Attention is focused on whether Abe, 52, who took office a year ago with an ambitious conservative agenda, will seek to widen support in his Liberal Democratic Party (LDP) by tapping rivals or drafting backers from the private sector.

''People have low expectations. This is unlikely to be the start of a new honeymoon for Abe,'' said Jesper Koll, president of Tantallon Research Japan, an investment advisory firm.

Financial market players are seeking clues as to whether Japan will press on with market-oriented reforms and efforts to cut its huge public debt after the opposition's successful appeal to voters who felt left behind by policy changes.

Finance Minister Koji Omi may be replaced, but the conservative Sankei newspaper said today that Economics Minister Hiroko Ota, a former economics professor, was set to keep her job.

Ahead of the cabinet reshuffle, outspoken Foreign Minister Taro Aso, a close ally and would-be prime minister who shares many of Abe's conservative policy goals, was chosen as LDP secretary general, the party's number two post.

The 66-year-old political veteran is well-known as a fan of ''manga'' comics, but has stirred controversy with verbal blunders.

''The important issue for the LDP is how to restore confidence in the party,'' Aso told a news conference after his appointment to the party post. ''What we must do is show how we will deal with the people's anxiety about the future.'' Abe's support ratings have sunk as low as 22 per cent, media surveys show, and pressure to resign will mount if the cabinet reshuffle fails to win public approval.

PUBLIC APPROVAL? Aso gave a nod to the anger felt in Japan's rural regions, many of which have suffered from reductions in public works spending as the government tries to rein in its huge debt.

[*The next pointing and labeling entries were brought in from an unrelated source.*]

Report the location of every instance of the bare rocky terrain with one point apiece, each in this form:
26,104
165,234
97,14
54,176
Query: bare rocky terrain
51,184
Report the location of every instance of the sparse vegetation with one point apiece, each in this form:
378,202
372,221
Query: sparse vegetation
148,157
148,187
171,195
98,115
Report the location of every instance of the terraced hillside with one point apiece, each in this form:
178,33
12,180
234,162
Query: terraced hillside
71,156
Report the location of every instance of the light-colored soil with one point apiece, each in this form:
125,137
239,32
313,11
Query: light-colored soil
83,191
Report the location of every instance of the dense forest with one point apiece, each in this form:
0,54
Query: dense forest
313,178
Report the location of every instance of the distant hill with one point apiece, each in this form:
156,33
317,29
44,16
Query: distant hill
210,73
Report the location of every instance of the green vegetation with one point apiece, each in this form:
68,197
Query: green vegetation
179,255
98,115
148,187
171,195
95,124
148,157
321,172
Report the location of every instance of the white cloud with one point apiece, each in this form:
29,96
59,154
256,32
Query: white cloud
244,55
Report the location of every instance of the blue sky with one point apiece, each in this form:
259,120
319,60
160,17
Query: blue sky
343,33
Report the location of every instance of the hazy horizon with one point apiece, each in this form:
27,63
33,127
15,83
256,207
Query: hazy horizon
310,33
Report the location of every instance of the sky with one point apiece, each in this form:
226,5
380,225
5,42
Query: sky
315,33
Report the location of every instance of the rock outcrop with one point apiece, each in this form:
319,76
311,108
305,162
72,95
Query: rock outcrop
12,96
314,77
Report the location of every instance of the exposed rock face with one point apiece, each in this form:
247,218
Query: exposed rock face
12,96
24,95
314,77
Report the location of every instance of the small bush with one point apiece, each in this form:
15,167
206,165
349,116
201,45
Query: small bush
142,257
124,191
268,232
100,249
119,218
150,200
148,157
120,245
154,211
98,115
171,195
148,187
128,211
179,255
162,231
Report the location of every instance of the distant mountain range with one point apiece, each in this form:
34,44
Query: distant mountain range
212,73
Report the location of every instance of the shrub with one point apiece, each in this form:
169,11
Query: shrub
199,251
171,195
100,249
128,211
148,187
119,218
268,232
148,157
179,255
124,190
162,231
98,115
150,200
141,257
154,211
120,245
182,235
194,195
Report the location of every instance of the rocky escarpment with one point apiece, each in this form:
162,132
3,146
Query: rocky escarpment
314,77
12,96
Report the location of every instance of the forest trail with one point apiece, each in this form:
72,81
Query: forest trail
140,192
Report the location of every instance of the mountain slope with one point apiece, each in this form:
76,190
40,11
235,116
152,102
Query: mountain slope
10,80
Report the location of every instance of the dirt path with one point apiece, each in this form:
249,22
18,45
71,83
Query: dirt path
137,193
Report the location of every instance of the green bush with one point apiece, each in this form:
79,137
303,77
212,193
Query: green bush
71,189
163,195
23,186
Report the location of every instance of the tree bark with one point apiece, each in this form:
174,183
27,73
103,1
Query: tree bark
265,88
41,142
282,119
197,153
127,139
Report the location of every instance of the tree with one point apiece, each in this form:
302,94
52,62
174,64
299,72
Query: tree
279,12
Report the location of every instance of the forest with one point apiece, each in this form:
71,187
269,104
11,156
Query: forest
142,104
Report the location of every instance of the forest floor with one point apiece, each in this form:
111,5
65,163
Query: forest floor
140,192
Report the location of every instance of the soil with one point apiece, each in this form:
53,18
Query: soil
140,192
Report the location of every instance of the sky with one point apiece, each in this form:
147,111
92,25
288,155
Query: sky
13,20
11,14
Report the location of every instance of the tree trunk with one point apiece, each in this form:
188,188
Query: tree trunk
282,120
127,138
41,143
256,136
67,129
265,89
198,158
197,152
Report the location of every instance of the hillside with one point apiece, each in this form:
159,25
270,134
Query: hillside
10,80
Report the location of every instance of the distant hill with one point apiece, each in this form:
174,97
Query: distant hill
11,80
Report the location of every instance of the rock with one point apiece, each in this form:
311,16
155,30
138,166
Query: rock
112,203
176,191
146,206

''When reforms take place too quickly, vested interests are destroyed and there is pain. When the pain hits too quickly, it needs to be treated with measures such as shots to get rid of the pain or a blood transfusion,'' he said.

''It is absolutely possible to have steps to improve the economy and to achieve administrative reforms.'' Abe was likely to appoint former foreign minister Nobutaka Machimura, 62, a conservative who heads the LDP's biggest faction from which Abe hails, as chief cabinet secretary, media reported.

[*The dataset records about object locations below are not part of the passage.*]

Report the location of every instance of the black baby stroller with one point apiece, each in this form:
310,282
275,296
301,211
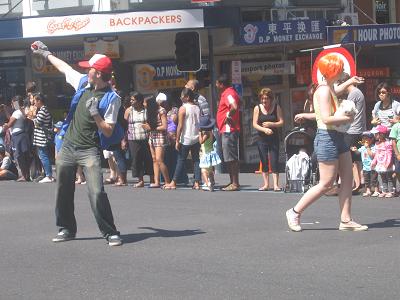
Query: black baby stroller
299,149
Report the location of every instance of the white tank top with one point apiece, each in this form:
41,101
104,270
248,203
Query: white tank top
190,128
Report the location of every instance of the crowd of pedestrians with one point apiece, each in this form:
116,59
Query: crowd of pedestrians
153,135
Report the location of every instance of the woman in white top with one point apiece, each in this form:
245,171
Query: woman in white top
21,143
187,138
332,153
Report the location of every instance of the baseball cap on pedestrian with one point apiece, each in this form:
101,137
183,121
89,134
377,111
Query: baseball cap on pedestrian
99,62
380,129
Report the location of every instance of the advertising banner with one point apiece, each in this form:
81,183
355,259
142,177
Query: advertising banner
260,33
112,23
105,45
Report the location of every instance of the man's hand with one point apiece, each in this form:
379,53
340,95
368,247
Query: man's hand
92,106
40,49
267,124
268,131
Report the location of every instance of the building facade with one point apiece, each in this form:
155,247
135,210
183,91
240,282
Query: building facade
259,43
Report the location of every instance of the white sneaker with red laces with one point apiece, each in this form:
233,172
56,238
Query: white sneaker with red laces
47,180
293,219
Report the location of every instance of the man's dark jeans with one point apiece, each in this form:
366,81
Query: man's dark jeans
68,160
182,156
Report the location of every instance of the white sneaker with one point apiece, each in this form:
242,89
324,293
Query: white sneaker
47,180
205,187
293,220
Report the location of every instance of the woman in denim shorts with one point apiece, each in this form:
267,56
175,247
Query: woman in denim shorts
332,153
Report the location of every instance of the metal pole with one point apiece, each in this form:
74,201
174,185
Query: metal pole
213,77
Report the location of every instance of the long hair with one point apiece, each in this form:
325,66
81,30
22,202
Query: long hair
266,92
382,85
330,65
152,111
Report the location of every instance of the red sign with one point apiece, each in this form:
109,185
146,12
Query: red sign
303,70
343,53
374,72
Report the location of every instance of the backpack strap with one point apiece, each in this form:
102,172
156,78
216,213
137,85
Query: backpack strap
332,100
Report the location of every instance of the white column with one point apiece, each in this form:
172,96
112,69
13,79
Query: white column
102,5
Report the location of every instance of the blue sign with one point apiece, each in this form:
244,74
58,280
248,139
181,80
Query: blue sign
261,33
364,34
238,88
13,61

The holder of the heavyweight portfolio acts as liaison between the administration and the ruling parties and serves as top government spokesman.

Japan's first female defence minister, Yuriko Koike, said on Friday she wanted to quit her post.

Abe's previous cabinet, packed with close allies, was caught up in financial scandals and gaffes, casting doubt on his leadership and contributing to a ballot-box drubbing that gave opposition parties control of parliament's upper house in July.

Government mishandling of records of millions of premiums paid into the public pension system by voters -- already worried about how their rapidly ageing country will care for them in their old age -- was another big factor behind the election loss.

Abe has been accused of focusing too much on his conservative agenda including revising the pacifist constitution and forging a bigger global security role for Japan, while voters worried about bread-and-butter issues such as pensions and health care.